Hillcrest is a suburb of Adelaide in the City of Port Adelaide Enfield local government area. It is around 10 km northeast of the city centre.

It was best known as the location of the Hillcrest Hospital, a state government institution for people suffering mental illness that took up most of the suburb's area before the northern part of the suburb was renamed Gilles Plains, but the remainder of this institution and its converted former buildings are now within the suburb of Oakden.

Hillcrest is bounded by the side streets of Lord Howe Avenue, Oxford Street and Bristol Terrace to the north, Blacks Road to the east, North East Road to the South and Fosters Road to the west.

Its housing stock has undergone a radical transformation in recent years from being predominantly weatherboard dwellings on traditional large blocks, with a large percentage of Housing SA owned dwellings, to one containing almost as many smaller houses since a concerted effort to update the housing stock began in 1993 by the Government of South Australia. There is ongoing urban infill occurring in Hillcrest.

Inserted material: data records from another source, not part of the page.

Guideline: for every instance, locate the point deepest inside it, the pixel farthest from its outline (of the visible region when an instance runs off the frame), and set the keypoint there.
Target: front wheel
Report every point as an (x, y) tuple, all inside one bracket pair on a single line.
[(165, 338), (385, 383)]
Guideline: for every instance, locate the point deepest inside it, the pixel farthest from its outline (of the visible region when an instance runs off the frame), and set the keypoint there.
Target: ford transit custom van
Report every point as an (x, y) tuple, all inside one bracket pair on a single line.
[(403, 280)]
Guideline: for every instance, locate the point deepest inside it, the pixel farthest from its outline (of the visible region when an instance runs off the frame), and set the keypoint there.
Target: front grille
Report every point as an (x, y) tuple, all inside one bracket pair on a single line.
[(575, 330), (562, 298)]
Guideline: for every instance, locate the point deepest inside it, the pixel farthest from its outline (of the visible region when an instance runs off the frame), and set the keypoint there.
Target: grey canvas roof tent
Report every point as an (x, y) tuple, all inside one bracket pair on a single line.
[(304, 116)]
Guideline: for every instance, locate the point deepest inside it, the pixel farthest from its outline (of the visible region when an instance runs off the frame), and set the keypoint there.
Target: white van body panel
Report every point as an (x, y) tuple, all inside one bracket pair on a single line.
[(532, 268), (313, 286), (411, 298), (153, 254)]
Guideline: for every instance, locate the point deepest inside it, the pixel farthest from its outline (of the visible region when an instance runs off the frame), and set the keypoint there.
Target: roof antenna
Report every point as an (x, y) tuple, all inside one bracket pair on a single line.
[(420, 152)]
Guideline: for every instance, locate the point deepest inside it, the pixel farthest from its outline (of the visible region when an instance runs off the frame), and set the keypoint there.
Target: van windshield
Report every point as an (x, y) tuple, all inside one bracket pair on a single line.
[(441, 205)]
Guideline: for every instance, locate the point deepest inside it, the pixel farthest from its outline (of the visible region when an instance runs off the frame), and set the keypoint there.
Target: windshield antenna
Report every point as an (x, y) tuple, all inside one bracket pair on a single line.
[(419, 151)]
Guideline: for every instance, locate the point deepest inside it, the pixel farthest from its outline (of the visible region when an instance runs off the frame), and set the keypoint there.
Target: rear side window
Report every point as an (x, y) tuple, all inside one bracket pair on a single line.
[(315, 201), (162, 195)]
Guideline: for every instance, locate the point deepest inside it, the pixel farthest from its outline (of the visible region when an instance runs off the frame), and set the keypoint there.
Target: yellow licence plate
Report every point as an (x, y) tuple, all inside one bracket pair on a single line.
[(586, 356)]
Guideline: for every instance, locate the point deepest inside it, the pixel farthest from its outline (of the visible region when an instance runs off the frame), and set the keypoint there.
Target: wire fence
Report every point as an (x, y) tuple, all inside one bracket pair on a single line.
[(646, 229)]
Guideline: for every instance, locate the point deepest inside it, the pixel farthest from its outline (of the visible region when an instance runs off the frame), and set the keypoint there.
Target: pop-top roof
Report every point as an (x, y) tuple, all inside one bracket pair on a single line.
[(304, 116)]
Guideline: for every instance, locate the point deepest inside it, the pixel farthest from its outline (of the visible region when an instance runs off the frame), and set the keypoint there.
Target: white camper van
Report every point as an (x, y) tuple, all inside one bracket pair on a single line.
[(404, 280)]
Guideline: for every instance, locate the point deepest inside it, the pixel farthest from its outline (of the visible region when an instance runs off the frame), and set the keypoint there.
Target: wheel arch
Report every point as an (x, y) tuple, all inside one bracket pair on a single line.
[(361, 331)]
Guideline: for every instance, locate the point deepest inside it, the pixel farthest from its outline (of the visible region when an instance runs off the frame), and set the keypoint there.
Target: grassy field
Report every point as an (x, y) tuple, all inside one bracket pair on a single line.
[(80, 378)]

The North East Road section of the suburb is almost completely commercial in nature, noted for its large number of motor vehicle dealerships, and is also home to North Adelaide Basketball Club at Hillcrest Stadium and the North East Community Assistance Project which is housed in the heritage listed former Gilles Plains Primary School building.

The suburb is also home to the Aveo Crestview Retirement Village on the former Anchor Foods (not to be confused with the unrelated New Zealand dairy product manufacturer) factory site on Fosters Road which was opened in 1993 when Anchor Foods consolidated their production in Perth, Western Australia.

Its other buildings of note include the Oakden Medical Centre and the Hillcrest Community Centre, which has been operated by the City of Port Adelaide Enfield since 1995, adjacent to the Hillcrest Primary School with whom it originally was a shared project.

Hillcrest is bisected by large linear reserves which are the remnants of the proposed Tea Tree Gully rail line proposed in the 1950s but which never eventuated and was completely abandoned in the late 1970s.